In 2012, Jeremy VanSlyke was part-way through a master’s in sound recording at McGill’s Schulich School of Music when he started Leaf Music. “Having grown up in Fredericton, New Brunswick, I realized that classical artists and composers in Atlantic Canada were left without a label to champion their music,” said VanSlyke, who moved to Halifax in 2013 to teach at the Maritime Conservatory and set up the base for the label.
Since then, the little independent label has produced over 35 recordings, many with a cast of promising young Canadian musicians, including the November 2018 La Scena cover artists Infusion Baroque. Leaf Music has also expanded outside of the Maritimes, working with VanSlyke’s connections at McGill.
These include the American cellist Christine Walevska, who was formerly on the Phillips Classics label and worked with Professor Martha de Francisco in earlier days. Signing the Los Angeles Philharmonic’s principal cellist, Robert deMaine, was a coup. This artist was introduced to Leaf Music by his recording producer John D.S. Adams of Mahone Bay, Nova Scotia, who knew deMaine through James Ehnes. He recently recorded the complete Beethoven Cello Sonatas (produced by Adams) with pianist Peter Takács for release next year as part of the Beethoven 250 celebrations.
To date, Leaf’s bestsellers are Chinese Treasures from New Brunswick pianist Roger Lord and Goddess of the Cello from Walevska, which sold close to 2,000 CDs mainly through successful tours in Asia. “More recently, Kreüsser: Six Quintettos, Op. 10 from Infusion Baroque has sold over 500 copies, putting it in the top 10% of independent classical releases in Canada, thanks in part to La Scena Musicale and Archambault,” said VanSlyke, who also sees successes in streaming. Music from the 2017 Mark Fewer and Hank Knox release J.S. Bach: Sonatas for Violin and Harpsichord BWV 1014-1019 has been streamed over 180,000 times on Spotify alone. They will be releasing a follow-up called Vivaldi: Manchester Violin Sonatas on Jan. 17.
Currently, 50% of Leaf revenues come from CDs, while downloads, at 30%, are decreasing. Although streaming revenues continue to rise, rates are extremely low. “In many cases, it’s around $0.01 per stream [i.e. of one track or movement],” VanSlyke says. “However, there are free or ad-supported services that pay us much less – sometimes of 1/10th of a penny or less, per stream.”
VanSlyke nevertheless regards streaming as the future. “The fate of the CD will be sealed by the eventual phaseout of CD players in cars. With continued advances in streaming audio technology and inexpensive cellular data, it’s likely that most listeners will be streaming classical recordings almost exclusively in the years to come.”
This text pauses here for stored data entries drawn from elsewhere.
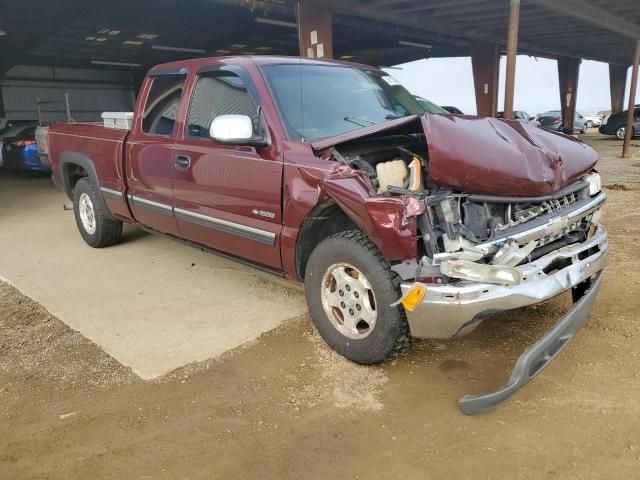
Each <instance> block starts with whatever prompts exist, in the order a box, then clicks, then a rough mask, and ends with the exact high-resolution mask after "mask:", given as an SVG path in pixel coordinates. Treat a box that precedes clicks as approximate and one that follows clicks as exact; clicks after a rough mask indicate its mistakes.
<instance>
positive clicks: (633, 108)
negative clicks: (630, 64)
mask: <svg viewBox="0 0 640 480" xmlns="http://www.w3.org/2000/svg"><path fill="white" fill-rule="evenodd" d="M638 65H640V40H636V53H635V55H634V58H633V67H631V68H632V70H631V86H630V88H629V109H628V111H627V127H626V130H625V133H624V145H623V146H622V157H623V158H624V157H626V156H627V155H628V153H629V146H630V145H631V138H632V137H633V133H634V132H633V120H634V117H635V112H636V108H635V107H636V93H637V91H638Z"/></svg>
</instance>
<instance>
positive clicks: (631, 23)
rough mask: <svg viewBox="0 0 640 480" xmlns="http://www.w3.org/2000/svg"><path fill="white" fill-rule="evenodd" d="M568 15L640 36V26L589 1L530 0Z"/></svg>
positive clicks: (614, 30)
mask: <svg viewBox="0 0 640 480" xmlns="http://www.w3.org/2000/svg"><path fill="white" fill-rule="evenodd" d="M529 1H530V2H532V3H534V4H536V5H540V6H541V7H545V8H548V9H549V10H553V11H555V12H557V13H560V14H562V15H566V16H568V17H573V18H579V19H580V20H583V21H585V22H587V23H590V24H592V25H597V26H599V27H602V28H606V29H607V30H611V31H613V32H618V33H621V34H623V35H626V36H627V37H631V38H633V39H638V38H640V27H639V26H638V25H637V24H634V23H631V22H628V21H626V20H625V19H623V18H620V17H618V16H616V15H612V14H611V13H610V12H608V11H606V10H603V9H602V8H599V7H596V6H594V5H593V4H590V3H587V2H585V1H584V0H562V1H558V0H529Z"/></svg>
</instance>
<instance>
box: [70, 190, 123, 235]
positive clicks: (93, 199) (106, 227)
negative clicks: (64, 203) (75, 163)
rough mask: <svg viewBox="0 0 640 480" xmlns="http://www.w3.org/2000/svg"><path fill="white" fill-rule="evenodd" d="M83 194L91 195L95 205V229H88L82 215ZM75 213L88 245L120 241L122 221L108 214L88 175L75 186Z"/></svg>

VanSlyke feels that recordings give performers almost full control of their musical interpretation, and it’s an opportunity to hear them at their best. “Recordings help raise musicians’ profiles and help generate other career opportunities,” said VanSlyke. “Our role is to be a curator for classical music recordings and to help artists reach their audiences.”